Self-consistent solutions for ${\Delta }_{\mathbf{r}}$ ($\text{a}$) and supercurrent $J_{\mathbf{r}{\mathbf{r}}^{\prime }}$ ($\text{b}$). Parameter values are $L_x=120$, $L_y=8$, $B=1.25$, $t=1$, $t_{\perp }=0.5$, $\mu =-2$, $\lambda =2$, $g=5$. Open and periodical boundary conditions are used along the $x$ direction (vertical) and $y$ direction (horizontal), respectively. Only the first ten sites from the upper edge are plotted.

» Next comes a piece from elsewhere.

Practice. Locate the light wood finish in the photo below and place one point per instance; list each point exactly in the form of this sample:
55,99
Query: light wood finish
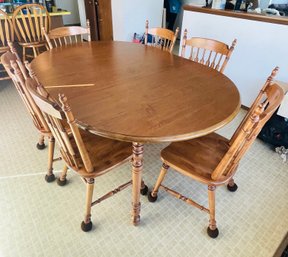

The distributions of ${\Delta }_{\mathbf{r}}$ and $J_{\mathbf{r}{\mathbf{r}}^{\prime }}$ are reflection symmetric with respect to the center line of the system. ($\text{a}$) The direction and length of each arrow represent the phase and amplitude of ${\Delta }_{\mathbf{r}}$ on site $\mathbf{r}$. Its distribution is nearly uniform in the bulk but exhibits spatial variations near the edge. ($\text{b}$) Each arrow represents $J_{\mathbf{r}{\mathbf{r}}^{\prime }}$ on bond $\mathbf{r}{\mathbf{r}}^{\prime }$, which is prominent near the edge but vanishes in the bulk.

Figure 4

Self-consistent solutions for coupled chains with varying $B$ field. Open and periodical boundary conditions are used along the $x$ and $y$ directions, respectively. Parameters are $L_x=120$, $L_y=8$, $t=1$, $t_{\perp }=0.5$, $\mu =-2$, $\lambda =2$, and $g=5$. In both ($\text{a}$) and ($\text{b}$), the bulk gapless phase is marked as the shaded region, which separates the topologically trivial (on its left) and nontrivial (on its right) gapped phases. ($\text{a}$) The bulk pairing ${\Delta }_{\mathrm{bulk}}$ and the characteristic edge current magnitude $J_{\max }$ extracted as the maximal current in the system. ($\text{b}$) The energy spectra close to $E=0$. The inset of ($\text{b}$) is for the case of $L_y=7$. TR symmetry is spontaneously broken between the two dashed red lines as evidenced by $J_{\max }\ne 0$. Please note that at large values of $B$, the edge current vanishes, which is an artifact due to the finite length of $L_x$. The decaying lengths of edge Majorana modes are on the order of the superconducting coherence length which is long due to the suppression of the pairing gap. As a result, Majorana modes on opposite edges can hybridize and are gapped out without breaking TR symmetry.